Les cyberattaques attribuées à la Corée du Nord ont généré au moins 2,02 milliards de dollars (environ 2,8 billions de wons) en cryptomonnaies en 2025, un record. Malgré une diminution du nombre d’incidents, ces groupes de pirates informatiques privilégient des méthodes de blanchiment d’argent sophistiquées, évitant en grande partie les plateformes de prêt décentralisées (DeFi).
Selon un rapport publié récemment par Chainalysis, une société spécialisée dans l’analyse de la blockchain, le montant total des fonds dérobés par des acteurs liés à la Corée du Nord s’élève désormais à 6,75 milliards de dollars. L’étude révèle que ces groupes sont responsables de 76 % de toutes les violations de services observées, une proportion élevée qui s’explique par une stratégie de blanchiment systématique et répétée, suivant un cycle d’environ 45 jours après chaque attaque majeure.
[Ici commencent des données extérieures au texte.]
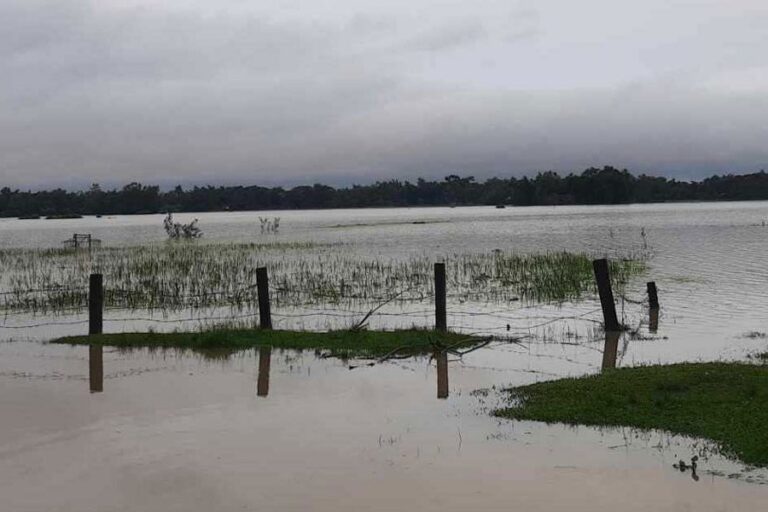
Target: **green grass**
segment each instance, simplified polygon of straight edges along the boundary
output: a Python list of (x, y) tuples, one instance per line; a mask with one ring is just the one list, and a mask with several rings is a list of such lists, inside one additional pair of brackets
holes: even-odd
[(429, 330), (330, 332), (220, 329), (201, 332), (119, 333), (69, 336), (51, 343), (106, 345), (118, 348), (181, 348), (200, 352), (237, 351), (259, 346), (294, 350), (326, 350), (334, 357), (382, 357), (430, 354), (436, 349), (459, 348), (482, 341), (477, 337)]
[[(444, 261), (452, 301), (575, 301), (596, 294), (594, 255), (485, 251), (458, 254), (359, 254), (353, 246), (310, 243), (161, 243), (137, 247), (0, 250), (0, 311), (68, 313), (88, 304), (88, 276), (104, 275), (105, 307), (183, 311), (257, 305), (256, 269), (269, 269), (274, 307), (370, 308), (429, 300), (434, 263)], [(646, 270), (648, 255), (611, 258), (616, 293)]]
[(660, 429), (708, 438), (747, 464), (768, 465), (768, 366), (685, 363), (610, 370), (507, 391), (499, 417)]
Ce qui distingue les pirates nord-coréens de leurs homologues, c’est leur faible recours aux protocoles de prêt DeFi. Ils utilisent en effet 80 % moins fréquemment ces services que les autres acteurs malveillants. « Cela ne signifie pas que DeFi n’est pas utilisé du tout, explique Eric Jardine, responsable de la recherche chez Chainalysis. Cependant, les attaquants liés à la Corée du Nord montrent une nette préférence pour des services tels que les mélangeurs et les ponts plutôt que pour les prêts DeFi dans le processus de dissimulation et de distribution de fonds. »
Le rapport de Chainalysis met en évidence l’utilisation active de ponts inter-chaînes, de mélangeurs de cryptomonnaies et de services de blanchiment d’argent basés en Chine. Ces outils permettent de complexifier le suivi des fonds et de masquer les traces à travers différentes blockchains.
Paradoxalement, le marché DeFi connaît une croissance rapide. Le total des actifs déposés (TVL) sur ces plateformes est passé d’environ 50 milliards de dollars en 2024 à environ 175 milliards de dollars en octobre 2025, un niveau proche de celui observé lors du marché haussier de 2021. Cependant, l’ampleur des dommages causés par le piratage sur DeFi reste relativement limitée cette année.
Chainalysis attribue cette situation au renforcement des systèmes de sécurité des protocoles DeFi par rapport à 2020 et 2021. Les audits de contrats intelligents et les améliorations de l’infrastructure de sécurité se révèlent efficaces. Les experts estiment que ce choix des pirates nord-coréens est stratégique, tenant compte à la fois des contraintes réglementaires et de la difficulté de traquer les fonds.
Bien que les protocoles de prêt DeFi offrent une transparence accrue et une surveillance renforcée, les ponts et les mélangeurs présentent encore des failles en matière de réglementation. Il est donc probable que les discussions futures sur la sécurité et la réglementation des cryptomonnaies se concentrent davantage sur les infrastructures inter-chaînes et les services de mixage que sur les prêts DeFi.